The reality is that Cedar Fair is exposed to risks that are outside of its control and as a result, no matter what measures it implements, its business will not be able to grow in the current environment. COVID-19 will continue to be the major disruptor of its business for a while, as it’s very unlikely that we’ll receive a proper vaccine against the virus later this year. In addition, after drug manufacturers will create a safe vaccine later next year, it will still take a while to develop and distribute it at scale. As a result, it will still take a long time for Cedar Fair business to return to normalcy.

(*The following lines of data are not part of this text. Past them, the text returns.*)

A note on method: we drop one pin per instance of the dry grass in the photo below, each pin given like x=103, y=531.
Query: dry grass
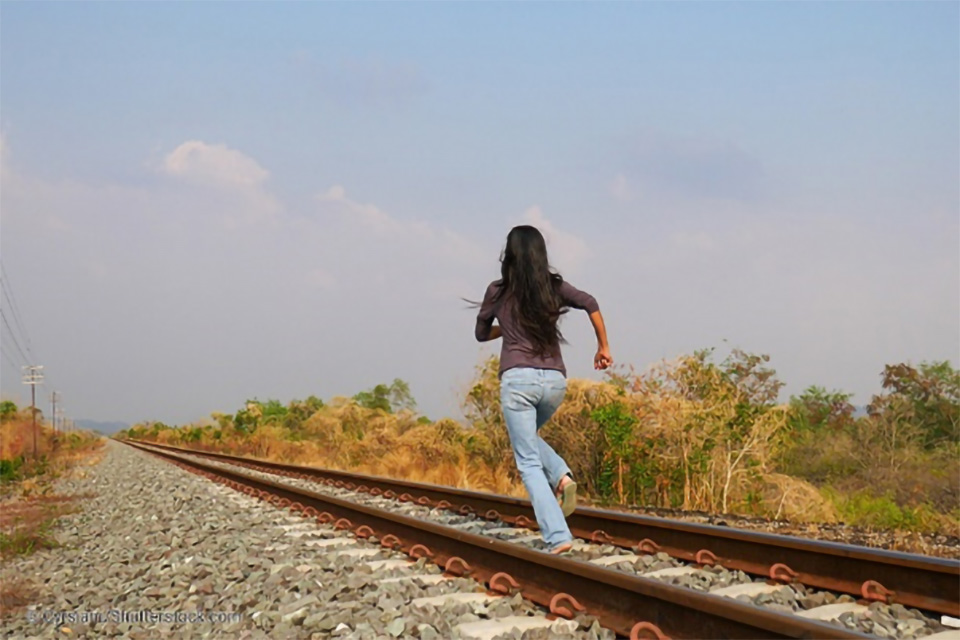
x=25, y=525
x=688, y=434
x=16, y=592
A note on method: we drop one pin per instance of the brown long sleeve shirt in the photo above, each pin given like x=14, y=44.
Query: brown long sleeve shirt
x=517, y=349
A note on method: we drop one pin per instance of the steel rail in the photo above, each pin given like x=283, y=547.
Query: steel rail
x=913, y=580
x=621, y=602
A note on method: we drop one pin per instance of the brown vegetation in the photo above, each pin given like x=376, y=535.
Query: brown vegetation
x=691, y=434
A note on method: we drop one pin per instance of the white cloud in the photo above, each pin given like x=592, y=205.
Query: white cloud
x=620, y=188
x=368, y=214
x=567, y=250
x=214, y=164
x=411, y=232
x=321, y=279
x=700, y=241
x=227, y=173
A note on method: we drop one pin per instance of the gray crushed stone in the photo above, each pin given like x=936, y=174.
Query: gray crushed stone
x=161, y=552
x=880, y=619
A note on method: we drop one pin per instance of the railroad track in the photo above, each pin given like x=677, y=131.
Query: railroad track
x=622, y=600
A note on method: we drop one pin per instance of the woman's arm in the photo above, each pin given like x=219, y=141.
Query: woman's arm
x=485, y=330
x=603, y=359
x=494, y=333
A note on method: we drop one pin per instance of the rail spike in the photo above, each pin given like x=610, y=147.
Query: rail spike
x=782, y=573
x=390, y=541
x=511, y=586
x=418, y=551
x=648, y=546
x=873, y=590
x=465, y=568
x=600, y=537
x=649, y=630
x=558, y=609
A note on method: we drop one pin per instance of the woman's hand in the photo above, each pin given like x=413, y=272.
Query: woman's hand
x=603, y=359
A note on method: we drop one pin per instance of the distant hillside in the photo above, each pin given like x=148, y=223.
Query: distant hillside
x=106, y=428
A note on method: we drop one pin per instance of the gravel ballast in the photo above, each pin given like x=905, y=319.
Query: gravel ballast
x=881, y=620
x=160, y=552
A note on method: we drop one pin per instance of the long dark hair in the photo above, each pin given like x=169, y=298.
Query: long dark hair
x=533, y=288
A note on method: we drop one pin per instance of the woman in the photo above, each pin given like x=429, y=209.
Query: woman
x=527, y=302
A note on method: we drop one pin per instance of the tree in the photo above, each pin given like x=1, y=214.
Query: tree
x=815, y=409
x=7, y=410
x=931, y=390
x=390, y=398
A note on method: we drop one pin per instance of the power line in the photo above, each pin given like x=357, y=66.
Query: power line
x=13, y=337
x=11, y=300
x=7, y=358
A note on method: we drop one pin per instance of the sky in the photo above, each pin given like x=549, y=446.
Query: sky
x=202, y=203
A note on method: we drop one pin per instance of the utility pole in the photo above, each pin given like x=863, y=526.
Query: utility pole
x=53, y=415
x=33, y=376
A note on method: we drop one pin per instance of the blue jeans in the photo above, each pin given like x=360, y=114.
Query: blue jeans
x=529, y=397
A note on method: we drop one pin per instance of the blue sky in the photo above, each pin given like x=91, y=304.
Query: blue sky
x=223, y=200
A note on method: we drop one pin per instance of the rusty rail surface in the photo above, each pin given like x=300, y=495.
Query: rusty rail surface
x=913, y=580
x=629, y=605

Another problem of Cedar Fair is that it relies too much on debt to keep its business running. While during normal times it’s able to use cheap debt to cover its expenses, grow its business, and reward its unitholders, in times like today that debt is a major red flag. Since Cedar Fair operates at a limited capacity and needs to maintain social distancing rules on its properties, it’s unlikely that its business will stop bleeding cash in the upcoming quarters. As a result, the high debt load and a declining business will make it hard to justify a long position in Cedar Fair, even at the current distressed price. Since the company decided to give free 2021 season passes for all holders of 2020 season passes, Cedar Fair will not be able to show a meaningful growth of its top-line next year too. For that reason we believe that the opportunity cost of owning Cedar Fair is too high, considering that it also has a very bearish quant rating.

Source: Seeking Alpha

Disclosure: I/we have no positions in any stocks mentioned, and no plans to initiate any positions within the next 72 hours. I wrote this article myself, and it expresses my own opinions. I am not receiving compensation for it (other than from Seeking Alpha). I have no business relationship with any company whose stock is mentioned in this article.